Qué señales vería ahora la Sibila de Cumas, siempre con sus libros de predicciones bajo el brazo, en noticias sobre, por ejemplo, los tres meses que tardó la British Library en recuperar su servicio digital tras un ciberataque. Daños que aún sufre y sigue reparando. “Mientras que trabajamos para que nuestros servicios vuelvan a estar completamente en línea, publicamos algunos recursos que pueden ayudarle a encontrar lo que busca. Visite nuestro blog para encontrar formas alternativas de trabajar con nuestras colecciones de registros y documentos privados de India”, publicaron en X.

Qué anunciarán otros sucesos como el impacto en casi la mitad de la población mundial de las caídas de WhatsApp, Instagram, Facebook… O el crecimiento y la dependencia de la geopolítica de los cables submarinos que sostienen físicamente la nube junto a los centros de datos. ¿Quiénes son sus dueños? O la vuelta de los teléfonos “tontos”, que puede interpretarse como una moda retro más que cuajó entre la generación Z estadounidense, como una nostalgia muy Nokia o como el privilegio de algunos ciudadanos que no necesitan estar hiperconectados y buscan mayor privacidad, sin redes sociales, sin pantalla de luz azul. Minorías, pero…

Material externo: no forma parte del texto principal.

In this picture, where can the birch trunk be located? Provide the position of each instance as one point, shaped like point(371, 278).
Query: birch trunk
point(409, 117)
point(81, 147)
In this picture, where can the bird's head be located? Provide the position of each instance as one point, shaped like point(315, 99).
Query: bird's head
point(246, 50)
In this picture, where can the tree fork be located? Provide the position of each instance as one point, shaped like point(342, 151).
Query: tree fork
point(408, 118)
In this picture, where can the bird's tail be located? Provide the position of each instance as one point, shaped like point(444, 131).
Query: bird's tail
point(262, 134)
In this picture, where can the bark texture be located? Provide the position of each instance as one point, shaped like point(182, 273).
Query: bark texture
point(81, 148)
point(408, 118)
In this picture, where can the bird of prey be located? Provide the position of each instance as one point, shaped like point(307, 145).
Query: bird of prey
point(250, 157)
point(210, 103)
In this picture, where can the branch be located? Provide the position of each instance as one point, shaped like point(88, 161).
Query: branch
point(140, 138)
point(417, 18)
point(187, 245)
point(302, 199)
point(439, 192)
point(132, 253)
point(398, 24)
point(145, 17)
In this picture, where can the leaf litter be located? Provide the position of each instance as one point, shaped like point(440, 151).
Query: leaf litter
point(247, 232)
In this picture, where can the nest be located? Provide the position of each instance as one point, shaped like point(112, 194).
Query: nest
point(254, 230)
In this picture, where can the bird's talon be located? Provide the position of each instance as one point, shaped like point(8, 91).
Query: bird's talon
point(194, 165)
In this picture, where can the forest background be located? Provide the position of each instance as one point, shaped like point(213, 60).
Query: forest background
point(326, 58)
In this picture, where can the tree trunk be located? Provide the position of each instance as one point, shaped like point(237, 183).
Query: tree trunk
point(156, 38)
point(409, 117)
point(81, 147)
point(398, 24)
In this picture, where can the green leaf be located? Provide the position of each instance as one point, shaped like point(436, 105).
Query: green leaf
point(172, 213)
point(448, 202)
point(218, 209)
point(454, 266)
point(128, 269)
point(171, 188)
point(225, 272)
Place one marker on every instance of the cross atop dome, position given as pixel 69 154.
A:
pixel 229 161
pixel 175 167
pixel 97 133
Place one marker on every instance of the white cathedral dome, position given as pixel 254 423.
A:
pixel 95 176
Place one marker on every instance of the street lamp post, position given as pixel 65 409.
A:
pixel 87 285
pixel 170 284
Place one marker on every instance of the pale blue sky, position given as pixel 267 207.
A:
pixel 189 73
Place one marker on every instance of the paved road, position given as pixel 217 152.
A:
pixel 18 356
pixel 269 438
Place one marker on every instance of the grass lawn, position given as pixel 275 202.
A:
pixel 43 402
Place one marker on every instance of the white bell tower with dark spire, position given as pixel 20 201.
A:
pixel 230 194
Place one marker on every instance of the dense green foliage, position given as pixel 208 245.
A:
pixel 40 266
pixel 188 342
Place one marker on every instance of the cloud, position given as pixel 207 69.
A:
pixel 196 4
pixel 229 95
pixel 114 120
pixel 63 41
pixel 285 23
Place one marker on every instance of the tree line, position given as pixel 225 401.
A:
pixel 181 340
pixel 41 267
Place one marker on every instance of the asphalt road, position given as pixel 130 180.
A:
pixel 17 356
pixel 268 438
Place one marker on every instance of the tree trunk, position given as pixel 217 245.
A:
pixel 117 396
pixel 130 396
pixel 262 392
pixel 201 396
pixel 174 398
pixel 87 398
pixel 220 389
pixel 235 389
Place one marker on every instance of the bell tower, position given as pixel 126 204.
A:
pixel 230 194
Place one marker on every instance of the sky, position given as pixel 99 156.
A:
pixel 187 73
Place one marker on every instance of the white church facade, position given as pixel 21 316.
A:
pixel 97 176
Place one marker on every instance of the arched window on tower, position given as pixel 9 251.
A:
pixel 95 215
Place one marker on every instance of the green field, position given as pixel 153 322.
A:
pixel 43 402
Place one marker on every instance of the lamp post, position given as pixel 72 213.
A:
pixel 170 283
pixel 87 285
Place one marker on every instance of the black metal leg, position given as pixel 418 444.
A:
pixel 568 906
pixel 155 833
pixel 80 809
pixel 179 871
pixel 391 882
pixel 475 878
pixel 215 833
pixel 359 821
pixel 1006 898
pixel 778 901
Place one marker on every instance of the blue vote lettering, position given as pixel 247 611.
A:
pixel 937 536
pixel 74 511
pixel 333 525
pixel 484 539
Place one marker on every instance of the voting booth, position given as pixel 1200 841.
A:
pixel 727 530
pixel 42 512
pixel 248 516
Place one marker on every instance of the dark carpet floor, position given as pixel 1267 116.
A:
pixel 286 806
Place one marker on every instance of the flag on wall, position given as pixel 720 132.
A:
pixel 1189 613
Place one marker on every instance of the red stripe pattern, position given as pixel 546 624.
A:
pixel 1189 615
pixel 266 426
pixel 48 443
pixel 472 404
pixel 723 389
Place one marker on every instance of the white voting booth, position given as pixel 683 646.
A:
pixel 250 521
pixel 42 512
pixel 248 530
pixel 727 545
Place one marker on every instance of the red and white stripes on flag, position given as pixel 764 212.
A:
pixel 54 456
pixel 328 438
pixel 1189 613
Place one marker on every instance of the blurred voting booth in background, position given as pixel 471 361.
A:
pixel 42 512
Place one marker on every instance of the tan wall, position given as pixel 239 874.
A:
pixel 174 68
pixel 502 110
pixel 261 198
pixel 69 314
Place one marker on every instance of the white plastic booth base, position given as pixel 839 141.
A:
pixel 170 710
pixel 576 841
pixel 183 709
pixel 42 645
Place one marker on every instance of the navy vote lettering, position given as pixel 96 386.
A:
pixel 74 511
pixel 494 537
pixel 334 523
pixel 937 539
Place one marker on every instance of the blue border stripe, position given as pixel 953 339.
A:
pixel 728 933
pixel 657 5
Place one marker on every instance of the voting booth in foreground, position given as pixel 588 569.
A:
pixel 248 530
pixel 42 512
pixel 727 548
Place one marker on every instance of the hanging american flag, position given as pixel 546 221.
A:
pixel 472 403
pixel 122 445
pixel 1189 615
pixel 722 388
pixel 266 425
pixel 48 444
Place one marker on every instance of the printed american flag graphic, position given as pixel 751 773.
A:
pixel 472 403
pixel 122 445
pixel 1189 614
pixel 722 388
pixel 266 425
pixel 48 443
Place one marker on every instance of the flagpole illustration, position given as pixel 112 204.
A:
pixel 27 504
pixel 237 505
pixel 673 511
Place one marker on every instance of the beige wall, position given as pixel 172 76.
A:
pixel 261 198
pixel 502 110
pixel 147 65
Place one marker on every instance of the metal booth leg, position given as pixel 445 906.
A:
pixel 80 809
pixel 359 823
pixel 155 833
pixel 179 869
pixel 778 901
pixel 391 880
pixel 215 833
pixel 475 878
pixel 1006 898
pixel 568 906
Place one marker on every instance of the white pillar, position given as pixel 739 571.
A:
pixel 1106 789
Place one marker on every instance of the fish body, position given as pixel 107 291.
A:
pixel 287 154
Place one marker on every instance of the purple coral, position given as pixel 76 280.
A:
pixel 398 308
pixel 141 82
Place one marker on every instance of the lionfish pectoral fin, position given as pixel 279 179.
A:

Leo El año del desierto (Libros del Asteroide), la distopía sobre Argentina que Pablo Mairal escribió en 2012. Sigo la voz recuperada de María Neyla Valdén (“el desierto no me comió la lengua”) cuando trabajaba como secretaria enfrentándose a los primeros efectos de “la intemperie”. “Aunque ya no funcionara el sistema informático, había que aparentar que seguíamos usando la última tecnología”. Y salgo corriendo a seguir limpiando el polvo de mis joyas, la Historia del periodismo (1967, Editora Nacional, Madrid), Las bellas artes (1969, Grolier, Milán), El arte y el hombre (1965, Planeta, Barcelona), la Historia General del trabajo (1965, Grijalbo)… Siempre encuentro disculpas.